三日坊主日記

本を読んだり、映画を見たり、宗教を考えたり、死刑や厳罰化を危惧したり。

代替医療(2)

2024年04月14日 | 問題のある考え
 ⑥ 通常医療と代替医療の比較
通常治療は検査や実験の再現などで有効性や安全性が証明されている。
もし医師が無責任なことを言い、効果が証明されていないどころか危険な薬を患者に投与すれば、医師免許を剥奪されるか、裁判の被告席に座ることになる。

また、薬は厳しく規制され、承認されるまで時間も費用もかけている。
ロタウイルスワクチンは、11か国に関わり、7万人の子どもを対象に、3億5千万ドルをかけ、4年を費やした認可前研究をした。
しかし、代替医療は効果があるかはっきりしないし、安全性にも問題がある。

代替医療の診断法にはこんなものがあります。
・バイオレゾナンス 患者の身体から出る電磁放射と電流を電子的に記録することにより、アレルギーからホルモンの乱れまで、あらゆることを診断する。

・虹彩診断法 眼球の虹彩の点はすべて、どれかの器官に対応しており、虹彩の不規則性は、その位置に対応する器官に問題があることを示している。

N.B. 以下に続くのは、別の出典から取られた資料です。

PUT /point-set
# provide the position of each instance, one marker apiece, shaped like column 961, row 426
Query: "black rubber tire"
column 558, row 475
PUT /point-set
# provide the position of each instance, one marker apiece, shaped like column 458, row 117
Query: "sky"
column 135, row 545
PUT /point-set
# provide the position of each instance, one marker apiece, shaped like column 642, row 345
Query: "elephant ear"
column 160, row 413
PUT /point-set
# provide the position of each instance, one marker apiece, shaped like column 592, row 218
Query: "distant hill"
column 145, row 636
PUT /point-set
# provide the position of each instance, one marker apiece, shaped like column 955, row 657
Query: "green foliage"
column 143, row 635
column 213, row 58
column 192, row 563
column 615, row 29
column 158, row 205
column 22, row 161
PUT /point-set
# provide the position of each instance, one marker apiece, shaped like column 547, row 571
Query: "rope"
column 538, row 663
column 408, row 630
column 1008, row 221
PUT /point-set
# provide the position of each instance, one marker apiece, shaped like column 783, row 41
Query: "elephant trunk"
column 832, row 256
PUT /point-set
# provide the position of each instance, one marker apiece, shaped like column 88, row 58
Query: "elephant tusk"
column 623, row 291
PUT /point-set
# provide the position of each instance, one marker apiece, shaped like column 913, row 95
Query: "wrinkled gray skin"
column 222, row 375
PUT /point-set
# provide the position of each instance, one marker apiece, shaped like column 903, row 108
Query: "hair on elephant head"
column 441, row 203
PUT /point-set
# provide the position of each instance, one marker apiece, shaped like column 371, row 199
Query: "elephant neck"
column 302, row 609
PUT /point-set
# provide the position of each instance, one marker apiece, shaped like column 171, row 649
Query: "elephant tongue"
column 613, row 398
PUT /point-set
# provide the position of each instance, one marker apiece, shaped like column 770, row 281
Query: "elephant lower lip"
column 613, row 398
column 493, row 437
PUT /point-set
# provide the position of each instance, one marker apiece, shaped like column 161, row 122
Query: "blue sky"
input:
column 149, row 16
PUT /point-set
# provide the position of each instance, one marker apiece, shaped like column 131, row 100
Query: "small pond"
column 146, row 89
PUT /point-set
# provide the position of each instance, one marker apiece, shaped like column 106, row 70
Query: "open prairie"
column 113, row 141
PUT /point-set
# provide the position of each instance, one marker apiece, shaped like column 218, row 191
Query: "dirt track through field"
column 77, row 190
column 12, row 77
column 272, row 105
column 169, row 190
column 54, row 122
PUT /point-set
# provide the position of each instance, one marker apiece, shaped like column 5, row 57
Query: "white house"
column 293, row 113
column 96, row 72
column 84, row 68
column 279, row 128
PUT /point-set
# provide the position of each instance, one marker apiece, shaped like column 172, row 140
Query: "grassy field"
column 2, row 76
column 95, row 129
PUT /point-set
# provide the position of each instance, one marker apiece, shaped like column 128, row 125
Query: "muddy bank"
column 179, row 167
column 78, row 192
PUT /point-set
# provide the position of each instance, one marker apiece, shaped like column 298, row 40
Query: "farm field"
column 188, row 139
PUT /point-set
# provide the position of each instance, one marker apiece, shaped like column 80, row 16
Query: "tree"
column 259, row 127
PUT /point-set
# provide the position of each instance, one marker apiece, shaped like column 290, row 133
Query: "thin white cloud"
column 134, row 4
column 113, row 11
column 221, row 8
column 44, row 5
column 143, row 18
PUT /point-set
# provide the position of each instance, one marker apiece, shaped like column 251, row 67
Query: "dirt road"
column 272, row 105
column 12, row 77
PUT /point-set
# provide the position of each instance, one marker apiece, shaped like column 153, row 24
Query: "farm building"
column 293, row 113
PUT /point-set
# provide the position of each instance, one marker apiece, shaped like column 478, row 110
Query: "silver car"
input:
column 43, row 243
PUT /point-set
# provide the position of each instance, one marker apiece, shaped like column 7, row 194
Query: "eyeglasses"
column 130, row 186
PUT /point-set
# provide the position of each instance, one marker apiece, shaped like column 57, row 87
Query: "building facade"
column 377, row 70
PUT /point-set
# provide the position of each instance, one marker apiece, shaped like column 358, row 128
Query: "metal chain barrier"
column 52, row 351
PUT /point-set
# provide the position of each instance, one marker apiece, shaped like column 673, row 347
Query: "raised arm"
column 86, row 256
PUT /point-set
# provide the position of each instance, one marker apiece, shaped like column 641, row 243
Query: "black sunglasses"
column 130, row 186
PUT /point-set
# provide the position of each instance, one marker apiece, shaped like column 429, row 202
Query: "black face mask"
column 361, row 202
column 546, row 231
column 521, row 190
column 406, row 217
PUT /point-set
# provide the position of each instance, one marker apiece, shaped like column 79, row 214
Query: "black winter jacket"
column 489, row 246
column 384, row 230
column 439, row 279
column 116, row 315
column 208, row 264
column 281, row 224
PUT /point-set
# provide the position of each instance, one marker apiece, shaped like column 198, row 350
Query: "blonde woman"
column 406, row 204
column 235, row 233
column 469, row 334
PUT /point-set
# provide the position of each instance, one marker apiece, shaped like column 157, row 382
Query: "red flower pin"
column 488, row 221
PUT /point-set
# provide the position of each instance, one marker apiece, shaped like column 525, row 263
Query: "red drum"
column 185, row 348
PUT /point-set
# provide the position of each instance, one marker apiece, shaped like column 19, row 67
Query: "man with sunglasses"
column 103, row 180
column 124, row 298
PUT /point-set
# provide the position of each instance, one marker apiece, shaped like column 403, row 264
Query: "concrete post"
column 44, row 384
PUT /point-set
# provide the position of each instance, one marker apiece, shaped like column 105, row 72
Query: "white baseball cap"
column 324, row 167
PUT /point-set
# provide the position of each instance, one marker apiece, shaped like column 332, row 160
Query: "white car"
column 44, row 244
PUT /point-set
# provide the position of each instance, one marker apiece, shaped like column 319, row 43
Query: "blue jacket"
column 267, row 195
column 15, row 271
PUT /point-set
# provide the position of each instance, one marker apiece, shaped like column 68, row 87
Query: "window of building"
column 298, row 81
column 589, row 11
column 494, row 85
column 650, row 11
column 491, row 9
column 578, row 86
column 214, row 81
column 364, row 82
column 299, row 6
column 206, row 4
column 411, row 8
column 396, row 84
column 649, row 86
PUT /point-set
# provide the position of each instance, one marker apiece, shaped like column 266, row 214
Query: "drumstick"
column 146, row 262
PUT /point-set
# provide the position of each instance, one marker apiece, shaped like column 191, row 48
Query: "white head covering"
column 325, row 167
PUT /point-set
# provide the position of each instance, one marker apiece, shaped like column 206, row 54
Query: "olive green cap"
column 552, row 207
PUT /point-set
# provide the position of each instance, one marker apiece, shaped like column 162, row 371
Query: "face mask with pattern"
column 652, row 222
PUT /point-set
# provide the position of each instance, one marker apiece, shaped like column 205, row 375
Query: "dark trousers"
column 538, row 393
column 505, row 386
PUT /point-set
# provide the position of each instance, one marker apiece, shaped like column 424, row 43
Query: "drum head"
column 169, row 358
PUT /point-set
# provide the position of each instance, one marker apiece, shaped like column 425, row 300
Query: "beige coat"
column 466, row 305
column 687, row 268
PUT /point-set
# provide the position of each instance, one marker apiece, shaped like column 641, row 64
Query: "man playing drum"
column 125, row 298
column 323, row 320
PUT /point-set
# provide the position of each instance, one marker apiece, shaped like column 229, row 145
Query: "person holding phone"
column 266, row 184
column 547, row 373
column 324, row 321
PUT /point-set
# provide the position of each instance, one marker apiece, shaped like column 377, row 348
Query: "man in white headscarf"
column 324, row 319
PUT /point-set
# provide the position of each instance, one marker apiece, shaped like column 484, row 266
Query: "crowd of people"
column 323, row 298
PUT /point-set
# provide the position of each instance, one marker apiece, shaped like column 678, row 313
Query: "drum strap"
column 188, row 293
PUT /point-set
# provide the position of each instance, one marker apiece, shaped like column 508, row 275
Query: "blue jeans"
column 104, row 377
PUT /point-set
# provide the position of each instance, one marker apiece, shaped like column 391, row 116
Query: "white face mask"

・キネシオロジー 手で触れて筋肉の強さを調べると内臓の健康状態がわかる。

・ベガ診断 電子的な診断装置でアレルギーからガンまでさまざまな病状を検出できる。

サプリメントは安全性や効果を証明する必要がない。
日本でもアメリカにならってサプリは食品だという前提で、薬事法の規制を受けない。
さらに、政府が規制緩和をすすめて機能性表示食品が認められた。

代替医療やサプリメントがノーチェックでいいわけがない。
どんな療法でも厳しい立証基準が課せられなくてはならない。

代替医療は健康を害するだけでなく、食い物にされて金を失う恐れがある。
なぜなら、保険が適用されないので一回の治療費が高額で、しかも何回も治療を受けなければならない。
しかも、高いサプリを大量に長期間飲み続け、効果のない健康器具を買わされる。
安くて安全、効果がある通常医療のほうが代替医療よりすぐれている。

 ⑦ なぜ代替医療にはまるのか
アメリカ人の50%は何らかの形で代替医療を利用し、ビタミンやサプリメントを摂り、10%は子供にも使わせている。

・現代医療や医師への不信
代替医療を使うきっかけの一つは通常医療への失望である。
患者は理解と共感を示してくれることを求めている。

ところが、通常医療の医者は患者のために時間を割いてくれず、冷淡で尊大で、思いやりや共感を感じない。
患者は自分が人間ではなく数字として扱われているような気分になる。

代替医療の治療師は一人の人間として患者を気づかい、時間をかけて親切に話を聞き、心を安らがせてくれる。
人からの指示や規制を不快に思う患者は、自分の健康は自分で管理できるし、医者にいちいち指示される必要はないと考える。
その一方、代替医療の治療師が、いつ何を食べ、どういう運動をし、シャンプーや洗剤は何を利用するか、料理の作り方、病気の対処の仕方まで具体的に正しいやり方をはっきり教えてくれることを喜ぶ。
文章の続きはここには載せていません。